Last January 11, she announced her personal advocacy called “Wireless Wings”, a P111-million angel fund which aims to support deserving information technology ideas from colleges and universities nationwide.

“I am trying to ignite a culture that I think is very ‘thin’ right now. I want to encourage people to innovate. I want them not to be just builders.

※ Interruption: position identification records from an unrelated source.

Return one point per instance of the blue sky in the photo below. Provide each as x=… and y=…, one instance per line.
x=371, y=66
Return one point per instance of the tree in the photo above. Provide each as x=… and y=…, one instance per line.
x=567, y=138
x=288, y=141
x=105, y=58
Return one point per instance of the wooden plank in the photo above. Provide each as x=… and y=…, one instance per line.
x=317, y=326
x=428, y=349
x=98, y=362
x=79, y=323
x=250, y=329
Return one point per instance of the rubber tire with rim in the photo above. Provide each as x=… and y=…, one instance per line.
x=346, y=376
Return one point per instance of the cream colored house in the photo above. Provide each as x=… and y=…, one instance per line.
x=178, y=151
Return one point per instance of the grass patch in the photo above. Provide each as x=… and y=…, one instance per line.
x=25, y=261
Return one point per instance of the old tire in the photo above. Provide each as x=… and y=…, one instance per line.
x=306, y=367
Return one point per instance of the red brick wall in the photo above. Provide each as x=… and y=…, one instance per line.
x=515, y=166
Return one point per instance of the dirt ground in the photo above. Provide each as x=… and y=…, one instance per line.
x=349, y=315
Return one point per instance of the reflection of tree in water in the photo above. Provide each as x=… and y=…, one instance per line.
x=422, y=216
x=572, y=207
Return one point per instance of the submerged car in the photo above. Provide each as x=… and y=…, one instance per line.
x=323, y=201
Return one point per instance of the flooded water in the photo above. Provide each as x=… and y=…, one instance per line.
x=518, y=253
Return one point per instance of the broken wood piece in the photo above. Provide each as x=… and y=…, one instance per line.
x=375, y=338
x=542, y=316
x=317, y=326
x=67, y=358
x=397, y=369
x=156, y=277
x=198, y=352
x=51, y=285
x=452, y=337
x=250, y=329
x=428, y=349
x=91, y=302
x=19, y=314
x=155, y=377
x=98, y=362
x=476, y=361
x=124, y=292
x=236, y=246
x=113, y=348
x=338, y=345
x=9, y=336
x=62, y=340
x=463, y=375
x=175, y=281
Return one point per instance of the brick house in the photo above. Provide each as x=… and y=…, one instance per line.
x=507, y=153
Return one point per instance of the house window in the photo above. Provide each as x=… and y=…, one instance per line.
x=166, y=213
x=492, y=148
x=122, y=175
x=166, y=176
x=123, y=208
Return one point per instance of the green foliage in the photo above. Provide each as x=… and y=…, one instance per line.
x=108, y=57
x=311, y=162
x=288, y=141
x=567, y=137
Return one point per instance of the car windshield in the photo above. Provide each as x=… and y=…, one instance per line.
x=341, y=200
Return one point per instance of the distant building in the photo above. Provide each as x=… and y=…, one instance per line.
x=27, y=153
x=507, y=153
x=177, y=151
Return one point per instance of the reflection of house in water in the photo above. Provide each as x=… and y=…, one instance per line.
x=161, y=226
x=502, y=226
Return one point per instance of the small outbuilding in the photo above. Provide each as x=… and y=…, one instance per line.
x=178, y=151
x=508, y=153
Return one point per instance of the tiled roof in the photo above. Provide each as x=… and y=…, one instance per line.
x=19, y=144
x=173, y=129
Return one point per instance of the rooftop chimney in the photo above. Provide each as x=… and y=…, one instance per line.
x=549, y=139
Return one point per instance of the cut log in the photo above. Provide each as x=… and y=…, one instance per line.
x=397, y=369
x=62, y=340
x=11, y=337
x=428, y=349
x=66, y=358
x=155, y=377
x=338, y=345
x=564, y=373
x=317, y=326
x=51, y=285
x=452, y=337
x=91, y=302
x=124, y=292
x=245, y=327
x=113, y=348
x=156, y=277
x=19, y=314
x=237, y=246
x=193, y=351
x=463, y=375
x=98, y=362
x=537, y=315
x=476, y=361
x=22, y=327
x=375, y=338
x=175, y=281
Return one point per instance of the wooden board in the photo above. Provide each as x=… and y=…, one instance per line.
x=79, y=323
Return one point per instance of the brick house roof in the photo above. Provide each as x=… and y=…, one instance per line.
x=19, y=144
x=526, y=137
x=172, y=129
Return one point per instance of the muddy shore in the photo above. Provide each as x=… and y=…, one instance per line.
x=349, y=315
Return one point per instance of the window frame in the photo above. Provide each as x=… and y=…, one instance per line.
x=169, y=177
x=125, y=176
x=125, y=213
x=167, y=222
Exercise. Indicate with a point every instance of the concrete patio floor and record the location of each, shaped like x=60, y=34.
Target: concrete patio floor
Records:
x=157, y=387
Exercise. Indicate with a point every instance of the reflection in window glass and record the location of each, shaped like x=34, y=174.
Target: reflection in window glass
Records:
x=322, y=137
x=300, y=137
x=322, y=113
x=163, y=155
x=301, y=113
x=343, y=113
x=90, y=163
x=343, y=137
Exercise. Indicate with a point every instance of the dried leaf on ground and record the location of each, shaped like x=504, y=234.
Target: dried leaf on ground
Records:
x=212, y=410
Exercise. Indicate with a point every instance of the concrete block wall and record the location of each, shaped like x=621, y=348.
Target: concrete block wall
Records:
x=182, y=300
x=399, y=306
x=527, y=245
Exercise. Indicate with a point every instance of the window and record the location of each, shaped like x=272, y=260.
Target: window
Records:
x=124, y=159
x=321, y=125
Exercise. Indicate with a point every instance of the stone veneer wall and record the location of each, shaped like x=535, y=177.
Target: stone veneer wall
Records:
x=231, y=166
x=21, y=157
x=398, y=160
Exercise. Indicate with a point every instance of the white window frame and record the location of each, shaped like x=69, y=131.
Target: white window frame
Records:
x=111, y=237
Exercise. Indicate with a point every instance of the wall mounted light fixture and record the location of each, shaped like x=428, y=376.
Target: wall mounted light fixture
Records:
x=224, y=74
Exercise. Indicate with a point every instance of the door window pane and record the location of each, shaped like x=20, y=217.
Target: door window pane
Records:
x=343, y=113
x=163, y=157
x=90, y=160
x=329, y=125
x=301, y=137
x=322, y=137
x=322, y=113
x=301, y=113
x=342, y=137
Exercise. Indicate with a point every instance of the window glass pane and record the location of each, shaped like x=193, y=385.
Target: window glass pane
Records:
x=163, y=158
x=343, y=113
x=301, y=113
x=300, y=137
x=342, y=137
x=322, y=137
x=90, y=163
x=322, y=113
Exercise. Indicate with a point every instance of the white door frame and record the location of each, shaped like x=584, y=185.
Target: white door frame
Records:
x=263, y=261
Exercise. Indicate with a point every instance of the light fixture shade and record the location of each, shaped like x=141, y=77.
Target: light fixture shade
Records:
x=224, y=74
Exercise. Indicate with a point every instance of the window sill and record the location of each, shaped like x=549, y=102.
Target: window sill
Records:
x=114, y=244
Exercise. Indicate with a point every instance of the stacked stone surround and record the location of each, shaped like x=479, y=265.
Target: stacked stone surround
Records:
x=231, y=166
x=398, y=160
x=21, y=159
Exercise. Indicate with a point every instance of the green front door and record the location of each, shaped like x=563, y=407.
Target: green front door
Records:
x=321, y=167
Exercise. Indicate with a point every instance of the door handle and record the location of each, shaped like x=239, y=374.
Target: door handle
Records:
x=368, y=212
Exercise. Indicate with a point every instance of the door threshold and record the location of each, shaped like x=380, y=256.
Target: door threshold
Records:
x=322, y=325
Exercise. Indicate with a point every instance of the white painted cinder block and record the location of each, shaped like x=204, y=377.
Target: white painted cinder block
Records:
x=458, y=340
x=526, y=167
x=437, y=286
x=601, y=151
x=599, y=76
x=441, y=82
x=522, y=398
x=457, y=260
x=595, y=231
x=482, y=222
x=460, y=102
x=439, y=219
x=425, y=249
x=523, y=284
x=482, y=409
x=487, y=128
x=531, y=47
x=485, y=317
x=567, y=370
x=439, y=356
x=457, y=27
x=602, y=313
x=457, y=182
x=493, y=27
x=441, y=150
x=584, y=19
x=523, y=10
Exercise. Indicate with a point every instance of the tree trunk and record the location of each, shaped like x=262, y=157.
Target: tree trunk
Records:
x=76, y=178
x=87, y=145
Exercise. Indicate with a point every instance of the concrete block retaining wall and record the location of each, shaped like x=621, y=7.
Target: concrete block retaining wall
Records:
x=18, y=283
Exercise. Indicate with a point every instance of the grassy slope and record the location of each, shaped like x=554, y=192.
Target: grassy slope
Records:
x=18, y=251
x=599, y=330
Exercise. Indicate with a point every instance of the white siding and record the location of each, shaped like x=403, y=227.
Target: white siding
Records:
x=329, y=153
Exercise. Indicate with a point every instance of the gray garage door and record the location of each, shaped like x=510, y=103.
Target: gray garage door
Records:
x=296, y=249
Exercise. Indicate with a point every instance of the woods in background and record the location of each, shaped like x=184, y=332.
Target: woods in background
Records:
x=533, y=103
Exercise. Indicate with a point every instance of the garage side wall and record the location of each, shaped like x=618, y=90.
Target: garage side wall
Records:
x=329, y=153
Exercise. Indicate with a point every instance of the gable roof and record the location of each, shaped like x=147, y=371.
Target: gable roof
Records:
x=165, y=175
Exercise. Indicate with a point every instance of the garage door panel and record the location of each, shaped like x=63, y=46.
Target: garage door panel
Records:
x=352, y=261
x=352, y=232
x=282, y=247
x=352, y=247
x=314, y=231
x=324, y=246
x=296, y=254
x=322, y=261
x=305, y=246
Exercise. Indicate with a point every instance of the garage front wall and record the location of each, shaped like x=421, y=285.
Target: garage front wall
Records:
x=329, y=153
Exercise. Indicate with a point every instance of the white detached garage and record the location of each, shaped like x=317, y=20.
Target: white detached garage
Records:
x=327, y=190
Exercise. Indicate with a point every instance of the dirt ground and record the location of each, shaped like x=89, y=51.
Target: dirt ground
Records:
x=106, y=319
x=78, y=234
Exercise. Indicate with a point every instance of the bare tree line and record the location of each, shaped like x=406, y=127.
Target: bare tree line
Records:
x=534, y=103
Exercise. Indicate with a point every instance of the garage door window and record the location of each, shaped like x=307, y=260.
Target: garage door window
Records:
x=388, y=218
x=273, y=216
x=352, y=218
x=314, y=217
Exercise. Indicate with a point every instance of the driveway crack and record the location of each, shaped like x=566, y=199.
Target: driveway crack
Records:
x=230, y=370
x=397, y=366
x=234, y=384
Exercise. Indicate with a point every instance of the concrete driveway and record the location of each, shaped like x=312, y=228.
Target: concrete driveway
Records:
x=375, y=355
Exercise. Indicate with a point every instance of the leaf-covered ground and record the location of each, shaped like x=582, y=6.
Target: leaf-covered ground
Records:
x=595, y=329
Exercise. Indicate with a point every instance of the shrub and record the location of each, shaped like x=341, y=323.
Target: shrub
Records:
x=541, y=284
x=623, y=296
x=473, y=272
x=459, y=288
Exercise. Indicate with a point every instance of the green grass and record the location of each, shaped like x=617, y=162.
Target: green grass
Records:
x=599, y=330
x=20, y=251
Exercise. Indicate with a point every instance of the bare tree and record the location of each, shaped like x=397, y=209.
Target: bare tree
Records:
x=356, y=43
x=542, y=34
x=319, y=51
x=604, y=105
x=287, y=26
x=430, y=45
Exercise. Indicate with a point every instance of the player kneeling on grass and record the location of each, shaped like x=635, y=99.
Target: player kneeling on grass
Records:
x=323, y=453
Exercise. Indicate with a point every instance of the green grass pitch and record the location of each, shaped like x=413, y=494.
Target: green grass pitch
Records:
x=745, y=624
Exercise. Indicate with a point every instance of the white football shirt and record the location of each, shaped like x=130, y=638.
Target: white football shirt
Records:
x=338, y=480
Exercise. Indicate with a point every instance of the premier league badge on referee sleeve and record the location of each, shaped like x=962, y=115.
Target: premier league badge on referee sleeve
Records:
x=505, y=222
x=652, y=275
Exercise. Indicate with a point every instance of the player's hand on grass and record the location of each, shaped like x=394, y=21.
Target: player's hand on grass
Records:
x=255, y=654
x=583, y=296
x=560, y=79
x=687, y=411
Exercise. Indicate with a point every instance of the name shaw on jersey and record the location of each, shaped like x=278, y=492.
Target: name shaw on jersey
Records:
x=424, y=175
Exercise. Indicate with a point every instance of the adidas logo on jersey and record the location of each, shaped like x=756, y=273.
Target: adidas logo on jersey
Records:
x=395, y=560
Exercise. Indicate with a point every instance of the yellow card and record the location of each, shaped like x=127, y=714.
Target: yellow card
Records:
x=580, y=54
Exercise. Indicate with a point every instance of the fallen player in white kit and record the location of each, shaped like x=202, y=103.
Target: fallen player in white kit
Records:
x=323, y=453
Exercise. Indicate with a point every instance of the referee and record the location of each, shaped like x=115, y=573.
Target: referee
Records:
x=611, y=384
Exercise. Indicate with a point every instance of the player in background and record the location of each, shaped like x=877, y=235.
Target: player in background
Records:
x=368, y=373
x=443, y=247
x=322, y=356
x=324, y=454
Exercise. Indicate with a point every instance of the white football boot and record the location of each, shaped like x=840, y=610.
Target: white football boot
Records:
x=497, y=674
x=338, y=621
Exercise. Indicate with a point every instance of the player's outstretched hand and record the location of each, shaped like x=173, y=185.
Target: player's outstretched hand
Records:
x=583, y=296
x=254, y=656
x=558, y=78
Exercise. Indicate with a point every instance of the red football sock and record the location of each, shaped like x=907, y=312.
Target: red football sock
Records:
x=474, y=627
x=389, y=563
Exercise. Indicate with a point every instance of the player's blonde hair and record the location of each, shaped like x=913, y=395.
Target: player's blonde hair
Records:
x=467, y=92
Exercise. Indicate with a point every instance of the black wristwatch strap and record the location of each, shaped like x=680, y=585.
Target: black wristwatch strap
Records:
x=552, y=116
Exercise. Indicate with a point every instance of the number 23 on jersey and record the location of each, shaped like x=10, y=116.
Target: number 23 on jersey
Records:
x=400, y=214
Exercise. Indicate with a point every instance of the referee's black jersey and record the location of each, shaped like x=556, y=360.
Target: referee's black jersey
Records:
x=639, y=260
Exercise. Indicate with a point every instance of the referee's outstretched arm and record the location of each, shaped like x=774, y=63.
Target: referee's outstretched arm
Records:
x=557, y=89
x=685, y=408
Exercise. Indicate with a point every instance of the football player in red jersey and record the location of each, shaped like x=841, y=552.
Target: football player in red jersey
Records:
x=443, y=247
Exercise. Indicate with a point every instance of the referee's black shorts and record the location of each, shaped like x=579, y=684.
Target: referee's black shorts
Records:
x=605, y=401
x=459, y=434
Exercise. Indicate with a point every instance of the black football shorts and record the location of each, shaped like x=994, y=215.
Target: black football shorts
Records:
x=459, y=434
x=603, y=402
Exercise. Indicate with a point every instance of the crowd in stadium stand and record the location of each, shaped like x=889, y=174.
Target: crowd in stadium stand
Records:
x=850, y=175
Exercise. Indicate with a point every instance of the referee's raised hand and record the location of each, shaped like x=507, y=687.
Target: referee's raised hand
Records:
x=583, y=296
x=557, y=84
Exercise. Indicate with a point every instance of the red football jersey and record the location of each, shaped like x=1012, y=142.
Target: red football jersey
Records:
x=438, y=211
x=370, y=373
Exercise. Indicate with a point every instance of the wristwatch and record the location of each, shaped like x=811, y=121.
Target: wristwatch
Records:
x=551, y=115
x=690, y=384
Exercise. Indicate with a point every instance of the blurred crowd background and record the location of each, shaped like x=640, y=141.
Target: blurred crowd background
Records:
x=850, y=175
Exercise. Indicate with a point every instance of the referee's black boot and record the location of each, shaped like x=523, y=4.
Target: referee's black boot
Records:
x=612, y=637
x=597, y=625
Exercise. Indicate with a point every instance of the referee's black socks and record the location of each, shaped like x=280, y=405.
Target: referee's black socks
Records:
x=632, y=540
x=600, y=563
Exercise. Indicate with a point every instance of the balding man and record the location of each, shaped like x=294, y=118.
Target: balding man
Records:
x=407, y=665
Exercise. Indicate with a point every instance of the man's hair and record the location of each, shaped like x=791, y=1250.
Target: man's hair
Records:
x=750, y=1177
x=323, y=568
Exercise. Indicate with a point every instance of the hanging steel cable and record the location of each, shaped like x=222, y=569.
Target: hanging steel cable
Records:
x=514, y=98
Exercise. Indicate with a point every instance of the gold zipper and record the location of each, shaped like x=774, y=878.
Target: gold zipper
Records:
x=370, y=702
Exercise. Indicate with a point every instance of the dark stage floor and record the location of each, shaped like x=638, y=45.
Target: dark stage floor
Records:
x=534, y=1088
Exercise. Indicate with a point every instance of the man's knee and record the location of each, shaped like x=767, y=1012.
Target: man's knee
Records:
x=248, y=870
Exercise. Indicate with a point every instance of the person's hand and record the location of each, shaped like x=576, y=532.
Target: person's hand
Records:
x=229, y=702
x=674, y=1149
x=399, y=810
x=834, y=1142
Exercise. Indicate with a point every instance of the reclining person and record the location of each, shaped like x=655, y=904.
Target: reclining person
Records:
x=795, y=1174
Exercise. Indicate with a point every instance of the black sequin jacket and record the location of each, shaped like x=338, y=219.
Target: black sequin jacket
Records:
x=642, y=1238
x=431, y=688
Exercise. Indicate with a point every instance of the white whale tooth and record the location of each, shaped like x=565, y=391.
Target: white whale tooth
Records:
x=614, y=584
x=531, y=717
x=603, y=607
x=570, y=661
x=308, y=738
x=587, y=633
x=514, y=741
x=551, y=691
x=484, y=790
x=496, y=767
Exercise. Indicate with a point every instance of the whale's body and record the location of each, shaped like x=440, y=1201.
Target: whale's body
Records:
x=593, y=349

I want them to build their own companies, craft their own models and be successful.”

Aside from funding ideas, Villanueva says her team will also provide beneficiaries with mentoring sessions from seasoned IT executives, as well as link them up with multinational companies and major players in the IT industry.

This way, “we will be able to expose them to the corporate setting, and to the type of thinking that businessmen have, because it has always been my dream to find emerging innovations that we can send outside the country.”

She adds: “We want them to think forward and realize that their ideas and products could also be used in Asia, in Indonesia and China.”

Villanueva also invites “other companies who have the same advocacy” to contribute to the angel fund to be able to boost the chances of these new techpreneurs in the international market.

It’s easy to understand why she has chosen this particular advocacy, having once grappled with the challenges of breaking into new markets dominated by the big boys of technology.

Flushed with idealism and inspired by the tech boom in Silicon Valley where she had studied and was living (and no less inspired by Apple’s Steve Jobs’s success), Villanueva, then just 21, came home to the Philippines in 1988, set up MDI Group Holdings, and introduced the idea of networking computers via Internet protocol.

Back then, most government agencies and the top Philippine firms shared and stored data using those clunky mainframe computers.

“It is so old tech today, but I cannot understate the challenges that came along, starting a new company to sell this concept, and competing against the IBMs and Digital Equipments of the world, in a male-dominated industry which was then very conservative and comfortable with the status quo,” Villanueva now recalls. But she pressed on, knowing that computer networking would soon be the norm.

Her very first deal was with the Social Security System which saw the value in decentralizing its members’ contributions system. This was soon followed by projects with Meralco, ABS-CBN Corp., PLDT and other private firms.

More pioneering efforts in the local tech sector followed.

With her husband Jun, she introduced consumer electronics equipment, gadgets and design software to a mass market via Microwarehouse (1995); created Wolfpac (2000), a mobile applications and content provider which was subsequently sold to Smart Communications; then set up Meridian Telekoms (2003), the first wireless broadband firm in the country (later sold for $50 million to Smart and now rebranded as SmartBro). All these breakthroughs earned her the first Woman Entrepreneur of the Year Award (2003) under Ernst and Young’s Entrepreneur of the Year program.

At the GSM Association, where she is a member of the executive management committee, Villanueva had pushed for the globalization of Mobile Money Transfers. It now benefits millions of migrant workers, especially Filipinos, who easily send money home to their families just using their cell phones.

Looking back on her very first networking project, and her subsequent achievements, Villanueva says the key to her success is that she has “never been afraid of hiring people who are much better than me.” Also, she is able to spot the major trends in her field because she has a voracious reading appetite and a constant curiosity about everything around her.

When she isn’t thinking up more ways to break ground in yet another tech field or indulge in her advocacies, Villanueva, now 45, loves chilling with her husband and their two kids: Blanca, 17, and Luis, 10. Usually they are out sailing and discovering the Philippines via their catamaran, the TutuTango. “We also love to travel the world anytime we can. I guess we are a family of gypsies.”

(My column, Something Like Life, is published every Friday at the Life section of the BusinessMirror. This piece was published on Jan. 27, 2012. Photo courtesy Myla Villanueva.)